Rachel: The bad news is we're moving into the unknown future whether we like it or not.
Adam: You're just going no matter what you do.
Rachel: Right, Right.
Adam: I mean, I also think the biggest battle isn't the overt one, it's the implicit one.
We have a board member, I'll tell my own story because then I can name the truth of it. It was long ago, very early on in the life of Opscode and we were talking about getting some help, some outside software developers to help move pieces of the product forward. And we were talking about who we should hire and where we should hire them. And nowhere in the list was an Indian outsourced firm. There were none. There was zero.
We're in this board meeting and my board member was like, "Really? Not a single Indian software development firm is on the list? In terms of quality, or price, or any of those things?" And we're at the table, and everybody was like, "No, because they're all awful. Everybody knows that Indian software development is the bottom of the barrel." And my board member was like, "Really? Really. That is some racist shit."
And we were like, "Really?" And my first reaction was like, "I'm not racist, I have Indian friends."
Charity: "We just all know this to be true."
Adam: Like, of course I'm not. And then you let it sit for a second. And I was like, "Yeah. Okay. You're super right. I didn't mean to be, but that was a super racist."

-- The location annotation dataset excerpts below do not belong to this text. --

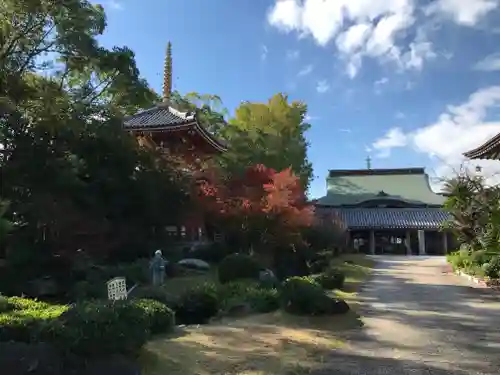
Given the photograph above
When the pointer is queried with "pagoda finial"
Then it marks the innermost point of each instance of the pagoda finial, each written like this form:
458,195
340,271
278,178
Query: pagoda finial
167,74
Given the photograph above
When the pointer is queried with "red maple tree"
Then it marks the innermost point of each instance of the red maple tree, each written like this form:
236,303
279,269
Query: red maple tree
262,207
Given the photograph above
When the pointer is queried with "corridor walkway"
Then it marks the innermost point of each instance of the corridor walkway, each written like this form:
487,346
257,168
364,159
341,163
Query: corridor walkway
420,319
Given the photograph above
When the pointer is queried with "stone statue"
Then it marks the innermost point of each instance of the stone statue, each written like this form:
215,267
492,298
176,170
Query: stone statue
157,267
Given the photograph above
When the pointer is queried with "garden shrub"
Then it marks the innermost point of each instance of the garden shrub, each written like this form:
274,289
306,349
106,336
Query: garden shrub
213,253
156,293
101,328
319,265
238,266
161,318
331,279
302,295
5,306
259,299
26,319
197,305
492,268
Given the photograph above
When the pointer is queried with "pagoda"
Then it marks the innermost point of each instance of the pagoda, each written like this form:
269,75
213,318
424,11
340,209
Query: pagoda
388,211
489,150
175,132
181,137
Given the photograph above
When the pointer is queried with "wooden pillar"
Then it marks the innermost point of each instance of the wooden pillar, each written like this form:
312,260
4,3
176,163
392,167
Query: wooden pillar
445,242
421,242
408,242
372,242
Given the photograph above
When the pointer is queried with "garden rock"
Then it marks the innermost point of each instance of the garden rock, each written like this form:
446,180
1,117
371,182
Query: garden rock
239,309
268,278
34,359
339,306
194,263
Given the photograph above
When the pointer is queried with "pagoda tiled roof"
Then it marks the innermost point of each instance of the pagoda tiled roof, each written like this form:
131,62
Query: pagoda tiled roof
488,150
160,116
164,117
391,218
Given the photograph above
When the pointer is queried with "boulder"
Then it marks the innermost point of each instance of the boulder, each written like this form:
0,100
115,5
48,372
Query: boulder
268,278
194,263
339,306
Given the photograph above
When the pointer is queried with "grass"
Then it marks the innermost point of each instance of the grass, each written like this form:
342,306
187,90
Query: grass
265,344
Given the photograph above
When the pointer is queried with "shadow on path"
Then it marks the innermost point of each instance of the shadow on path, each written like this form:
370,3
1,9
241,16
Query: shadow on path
419,319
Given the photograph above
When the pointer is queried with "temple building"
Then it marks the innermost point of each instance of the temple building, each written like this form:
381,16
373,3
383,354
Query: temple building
388,211
489,150
179,135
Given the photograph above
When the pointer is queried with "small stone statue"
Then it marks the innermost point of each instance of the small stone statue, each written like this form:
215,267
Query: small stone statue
157,267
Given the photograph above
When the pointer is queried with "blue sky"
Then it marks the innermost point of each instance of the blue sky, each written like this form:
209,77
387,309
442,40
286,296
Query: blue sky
408,82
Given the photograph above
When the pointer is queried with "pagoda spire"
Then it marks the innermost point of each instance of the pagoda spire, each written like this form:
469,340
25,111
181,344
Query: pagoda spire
167,74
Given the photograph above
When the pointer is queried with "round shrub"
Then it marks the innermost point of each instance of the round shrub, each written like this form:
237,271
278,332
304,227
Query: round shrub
302,295
5,306
197,305
331,279
161,318
492,268
156,293
238,266
259,299
102,328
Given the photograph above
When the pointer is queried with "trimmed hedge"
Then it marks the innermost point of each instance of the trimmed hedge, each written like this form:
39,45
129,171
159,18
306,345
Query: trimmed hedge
330,279
303,296
161,318
90,329
237,267
197,305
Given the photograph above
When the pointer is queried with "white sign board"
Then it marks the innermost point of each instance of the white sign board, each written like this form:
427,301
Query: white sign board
117,289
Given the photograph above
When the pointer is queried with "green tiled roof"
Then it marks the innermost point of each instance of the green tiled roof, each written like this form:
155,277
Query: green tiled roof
352,187
392,218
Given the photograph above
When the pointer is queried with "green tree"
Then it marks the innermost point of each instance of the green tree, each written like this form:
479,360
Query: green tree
73,178
271,134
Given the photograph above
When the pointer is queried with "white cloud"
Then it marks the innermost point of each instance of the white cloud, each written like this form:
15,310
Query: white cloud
458,129
311,118
489,63
263,52
322,86
463,12
292,54
386,30
305,70
114,4
392,139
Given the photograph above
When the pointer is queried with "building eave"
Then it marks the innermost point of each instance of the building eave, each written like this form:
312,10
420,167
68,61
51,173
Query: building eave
488,150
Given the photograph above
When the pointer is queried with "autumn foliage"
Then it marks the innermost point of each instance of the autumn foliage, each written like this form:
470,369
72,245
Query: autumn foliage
262,206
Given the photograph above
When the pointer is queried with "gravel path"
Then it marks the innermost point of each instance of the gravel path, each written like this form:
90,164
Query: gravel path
419,319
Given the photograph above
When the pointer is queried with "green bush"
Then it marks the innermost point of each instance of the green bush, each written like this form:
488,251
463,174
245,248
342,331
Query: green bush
492,268
238,266
161,318
213,253
101,328
259,299
26,320
5,306
156,293
331,279
302,295
197,305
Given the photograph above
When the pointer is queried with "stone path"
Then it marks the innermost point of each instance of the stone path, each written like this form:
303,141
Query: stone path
421,320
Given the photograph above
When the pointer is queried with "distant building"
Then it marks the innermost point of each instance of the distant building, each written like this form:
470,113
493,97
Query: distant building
387,211
489,150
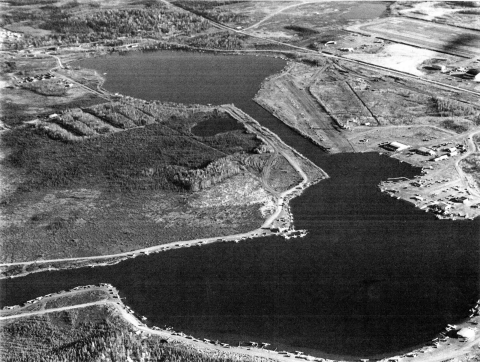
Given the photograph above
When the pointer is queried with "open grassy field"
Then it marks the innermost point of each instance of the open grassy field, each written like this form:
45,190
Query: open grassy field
440,37
464,14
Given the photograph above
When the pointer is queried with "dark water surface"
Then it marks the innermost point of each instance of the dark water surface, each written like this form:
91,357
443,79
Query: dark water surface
373,276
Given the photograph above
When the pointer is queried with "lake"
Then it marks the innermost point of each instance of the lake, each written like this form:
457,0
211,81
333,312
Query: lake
374,276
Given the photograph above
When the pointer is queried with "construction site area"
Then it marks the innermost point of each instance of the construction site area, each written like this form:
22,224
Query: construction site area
348,107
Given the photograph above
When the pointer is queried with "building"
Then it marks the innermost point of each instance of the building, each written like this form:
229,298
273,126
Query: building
425,151
467,333
395,146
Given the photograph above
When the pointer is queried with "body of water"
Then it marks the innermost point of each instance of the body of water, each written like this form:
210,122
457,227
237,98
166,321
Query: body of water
374,275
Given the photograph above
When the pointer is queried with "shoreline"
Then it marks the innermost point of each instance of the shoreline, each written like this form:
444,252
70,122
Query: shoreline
136,320
265,230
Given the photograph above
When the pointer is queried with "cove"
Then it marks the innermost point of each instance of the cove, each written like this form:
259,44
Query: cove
374,276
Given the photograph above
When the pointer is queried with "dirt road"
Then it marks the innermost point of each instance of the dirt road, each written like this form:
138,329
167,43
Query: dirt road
472,148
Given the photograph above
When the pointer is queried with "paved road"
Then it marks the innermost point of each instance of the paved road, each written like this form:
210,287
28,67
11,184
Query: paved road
472,148
332,56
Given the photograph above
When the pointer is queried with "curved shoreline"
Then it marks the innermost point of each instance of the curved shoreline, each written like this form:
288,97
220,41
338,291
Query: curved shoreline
113,299
281,205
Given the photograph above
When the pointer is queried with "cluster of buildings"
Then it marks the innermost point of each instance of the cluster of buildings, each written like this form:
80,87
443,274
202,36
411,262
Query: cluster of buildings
37,77
424,151
7,36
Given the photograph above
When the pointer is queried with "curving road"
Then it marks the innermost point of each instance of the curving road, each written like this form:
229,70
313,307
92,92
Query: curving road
272,140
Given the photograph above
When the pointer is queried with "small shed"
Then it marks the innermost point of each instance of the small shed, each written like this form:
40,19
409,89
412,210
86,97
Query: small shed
467,333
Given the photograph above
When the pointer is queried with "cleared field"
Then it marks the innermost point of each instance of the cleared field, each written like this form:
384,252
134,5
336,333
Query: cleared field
288,97
443,38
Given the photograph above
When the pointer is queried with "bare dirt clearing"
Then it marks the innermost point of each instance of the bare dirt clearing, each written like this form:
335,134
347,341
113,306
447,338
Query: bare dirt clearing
425,35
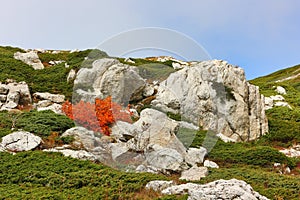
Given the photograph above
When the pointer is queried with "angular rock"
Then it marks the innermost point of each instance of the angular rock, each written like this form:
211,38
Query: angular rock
30,58
220,189
56,98
3,89
195,156
194,174
156,128
159,185
217,97
71,75
83,137
148,169
165,159
57,108
280,90
210,164
20,141
123,131
80,154
109,77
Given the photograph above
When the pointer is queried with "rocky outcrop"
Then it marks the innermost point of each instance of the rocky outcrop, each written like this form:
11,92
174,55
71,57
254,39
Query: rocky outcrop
216,96
48,101
220,189
109,77
277,101
20,141
194,173
13,94
78,154
83,138
30,58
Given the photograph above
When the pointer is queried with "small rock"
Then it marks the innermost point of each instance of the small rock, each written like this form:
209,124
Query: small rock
30,58
159,185
148,91
280,90
81,154
210,164
71,75
195,156
20,141
194,174
56,98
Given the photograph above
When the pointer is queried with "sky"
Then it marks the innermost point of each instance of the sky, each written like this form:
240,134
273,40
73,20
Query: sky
261,36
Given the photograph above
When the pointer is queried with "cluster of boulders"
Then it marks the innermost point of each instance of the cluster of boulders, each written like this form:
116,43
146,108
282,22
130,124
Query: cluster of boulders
13,94
220,189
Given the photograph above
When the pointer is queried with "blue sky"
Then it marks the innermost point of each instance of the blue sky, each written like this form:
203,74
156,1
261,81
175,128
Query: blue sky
260,36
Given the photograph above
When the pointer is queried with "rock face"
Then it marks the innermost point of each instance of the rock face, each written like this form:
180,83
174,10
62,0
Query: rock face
30,58
109,77
194,174
216,96
13,94
20,141
220,189
83,137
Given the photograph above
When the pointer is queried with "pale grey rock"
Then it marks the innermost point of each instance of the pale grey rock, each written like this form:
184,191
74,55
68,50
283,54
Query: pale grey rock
117,149
292,152
165,159
71,75
282,104
210,164
154,127
195,156
217,97
148,169
83,137
109,77
3,89
42,104
224,138
78,154
57,108
280,90
159,185
20,141
123,131
55,98
188,125
148,91
220,189
194,173
129,60
30,58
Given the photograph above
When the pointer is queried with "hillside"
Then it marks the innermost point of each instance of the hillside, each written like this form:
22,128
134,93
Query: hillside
283,122
40,174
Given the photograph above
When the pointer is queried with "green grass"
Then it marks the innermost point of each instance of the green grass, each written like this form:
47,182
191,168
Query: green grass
41,123
264,181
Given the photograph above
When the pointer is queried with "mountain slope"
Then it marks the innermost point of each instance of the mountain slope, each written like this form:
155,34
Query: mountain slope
284,123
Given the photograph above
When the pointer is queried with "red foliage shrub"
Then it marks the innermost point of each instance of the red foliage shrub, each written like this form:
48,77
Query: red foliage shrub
98,117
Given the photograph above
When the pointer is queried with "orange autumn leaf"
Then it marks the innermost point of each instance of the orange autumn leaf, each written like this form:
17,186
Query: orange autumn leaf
98,117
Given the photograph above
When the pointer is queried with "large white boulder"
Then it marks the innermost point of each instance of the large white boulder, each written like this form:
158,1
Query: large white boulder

And it turns out, by the way, that we've had incredibly fruitful relationships with Indian software development firms for the better part of a decade. The same people who might as well be part of the company for as great work that they do and as long as they've been there. And that stuff is the next frontier of it.
Because it's the obvious stuff, The Register writes a ridiculous headline. OK, that stuff is easy enough to attack. But all that implicit internal stuff? That's the bummer.
Rachel: It's a good story because it does describe the way those of us with power and authority need to sit with that discomfit, need to sit with the fact that we are biased. We are limited in our perspectives, and to move into a glorious future we just have to get past that. We have to own it and move on.
Adam: And you need people who will tell you that that's happening, and you need people who will give you grace. Who will be like, "Yes I have no hair and a beard, but I'm not--"
Charity: Yeah, it's about the call-out culture thing just as much as it is--
Adam: Yes, which has its downsides. It makes everything terrifying. It makes people that are less willing to speak. There's a bunch there that I think is tough.
Rachel: No one is motivated by shame.
Adam: Yeah. But you are motivated by wanting to be better.
Adam: That's not the person I want to be. And he said it in a hard way in that minute. But it worked, and he then backed it off and explained himself, but it was a loving prod. I think that's the next culture frontier for sure.
Rachel: Kudos to that guy. Adam, thank you so much, it's been so great having you on the show.